Und in der Folge würden die Autokonzerne endlich den nötigen Druck bekommen, wirklich spritsparende und schadstoffarme Autos zu bauen. Oder gleich ganz auf umweltschonende Technologien umzusteigen.

Aber das kann nur eine kluge Politik vorgeben.

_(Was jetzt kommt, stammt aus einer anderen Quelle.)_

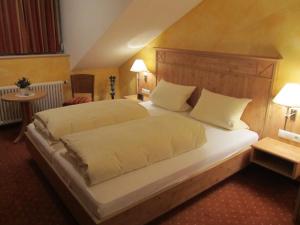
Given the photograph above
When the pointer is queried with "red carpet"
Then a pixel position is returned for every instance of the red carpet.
(253, 196)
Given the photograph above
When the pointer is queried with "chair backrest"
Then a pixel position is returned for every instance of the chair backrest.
(82, 83)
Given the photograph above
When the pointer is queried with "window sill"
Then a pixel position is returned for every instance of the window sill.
(32, 56)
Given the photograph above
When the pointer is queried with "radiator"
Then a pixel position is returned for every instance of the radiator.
(10, 111)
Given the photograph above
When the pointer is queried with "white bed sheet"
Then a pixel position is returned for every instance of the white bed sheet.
(117, 194)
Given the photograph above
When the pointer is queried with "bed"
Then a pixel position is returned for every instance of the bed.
(143, 198)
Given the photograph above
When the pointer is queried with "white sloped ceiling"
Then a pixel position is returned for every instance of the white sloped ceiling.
(106, 33)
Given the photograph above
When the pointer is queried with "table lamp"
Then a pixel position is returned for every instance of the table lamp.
(139, 67)
(289, 96)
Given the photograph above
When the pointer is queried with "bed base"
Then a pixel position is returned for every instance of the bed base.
(153, 206)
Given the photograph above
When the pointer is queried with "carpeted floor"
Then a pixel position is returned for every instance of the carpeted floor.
(253, 196)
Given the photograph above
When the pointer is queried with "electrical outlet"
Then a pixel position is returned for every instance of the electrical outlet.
(146, 91)
(289, 135)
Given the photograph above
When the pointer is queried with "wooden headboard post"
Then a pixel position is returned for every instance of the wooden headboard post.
(228, 74)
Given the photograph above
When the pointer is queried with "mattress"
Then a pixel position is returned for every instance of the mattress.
(106, 199)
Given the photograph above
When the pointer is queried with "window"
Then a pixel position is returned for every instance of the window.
(30, 27)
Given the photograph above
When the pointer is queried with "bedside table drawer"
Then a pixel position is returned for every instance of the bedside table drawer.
(278, 156)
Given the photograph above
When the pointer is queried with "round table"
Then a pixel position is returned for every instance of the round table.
(25, 104)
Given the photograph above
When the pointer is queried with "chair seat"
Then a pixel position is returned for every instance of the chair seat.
(77, 100)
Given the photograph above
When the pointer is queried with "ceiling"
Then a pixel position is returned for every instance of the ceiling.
(106, 33)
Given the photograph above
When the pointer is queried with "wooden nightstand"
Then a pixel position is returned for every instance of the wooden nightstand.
(134, 98)
(277, 156)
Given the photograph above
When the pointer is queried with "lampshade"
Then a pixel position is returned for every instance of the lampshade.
(289, 96)
(139, 66)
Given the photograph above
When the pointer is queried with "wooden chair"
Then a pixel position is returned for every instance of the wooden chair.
(81, 83)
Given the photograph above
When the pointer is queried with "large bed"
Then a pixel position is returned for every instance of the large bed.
(134, 198)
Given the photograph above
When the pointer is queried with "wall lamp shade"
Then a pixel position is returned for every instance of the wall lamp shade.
(138, 66)
(289, 96)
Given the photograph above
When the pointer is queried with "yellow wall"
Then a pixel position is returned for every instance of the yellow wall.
(255, 27)
(102, 84)
(52, 68)
(37, 69)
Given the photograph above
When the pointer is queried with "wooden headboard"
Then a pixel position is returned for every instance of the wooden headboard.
(227, 74)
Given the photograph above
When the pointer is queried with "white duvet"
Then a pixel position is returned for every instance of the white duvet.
(111, 151)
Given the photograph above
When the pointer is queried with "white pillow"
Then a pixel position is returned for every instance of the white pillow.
(220, 110)
(172, 96)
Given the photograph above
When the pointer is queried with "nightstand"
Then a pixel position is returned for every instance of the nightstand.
(134, 98)
(277, 156)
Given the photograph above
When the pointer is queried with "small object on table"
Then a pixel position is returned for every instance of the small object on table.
(277, 156)
(25, 105)
(135, 98)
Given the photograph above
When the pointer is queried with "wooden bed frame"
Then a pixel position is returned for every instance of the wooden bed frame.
(234, 75)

Wirksame Sofortmaßnahmen seien auch im Bereich Landwirtschaft notwendig, vor allem eine Abkehr der Bundesregierung von ihrer Exportstrategie bei Billigfleisch. Dies könne durch die sofortige Reduktion der Fleischproduktion von aktuell 117 Prozent auf das Niveau des Selbstversorgungsgrades erreicht werden, so der BUND. Was übrigens auch sofort den Import von Mastfutter aus aller Welt senken würde.

Und dann betont der Naturschutzbund etwas, was in Sachsen und Leipzig die Aufmerksamkeit der Behörden einfach nicht erreichen will: Eine besonders wirksame Klimaschutzmaßnahme sei die Renaturierung und Reaktivierung von Mooren, Auen und Feuchtgebieten durch einen Bundesnetzplan Biotopverbund, sagte der Vorsitzende des BUND Naturschutz, Richard Mergner. „Dadurch werden der Wasserhaushalt der Landschaft verbessert, Emissionen klimaschädlicher Gase verhindert und die Auswirkungen extremer Niederschläge sowie Dürren abgemildert“, so Mergner.

Reiher im Leipziger Rosental Sommer 2018. Video: L-IZ.de

Betrifft das Leipzig?

Natürlich. Hier liegt eine komplette Flussaue trocken. Und statt dieses wertvolle Schutzgebiet endlich wieder dem Fluss zu öffnen und weitestgehend einer natürlichen Entwicklung zu überlassen, mauert selbst Leipzigs Verwaltung und tut so, als könne man die Burgaue mit einem künstlichen Bach bewässern und drinnen weiter Forstwirtschaft betreiben.

Und dass die Weiße Elster nur eine Chemie-Brühe ist, darüber haben wir ja auch schon geschrieben.

Für die Flüsse fordert der BUND deshalb einen „Wasserpakt“ aller Verursacher, die verantwortlich sind, dass in unseren Flüssen kaum noch Leben ist.

Eigentlich ist gerade der sichtlich zu heiße und zu trockene Sommer ein guter Grund, politisch endlich tätig zu werden.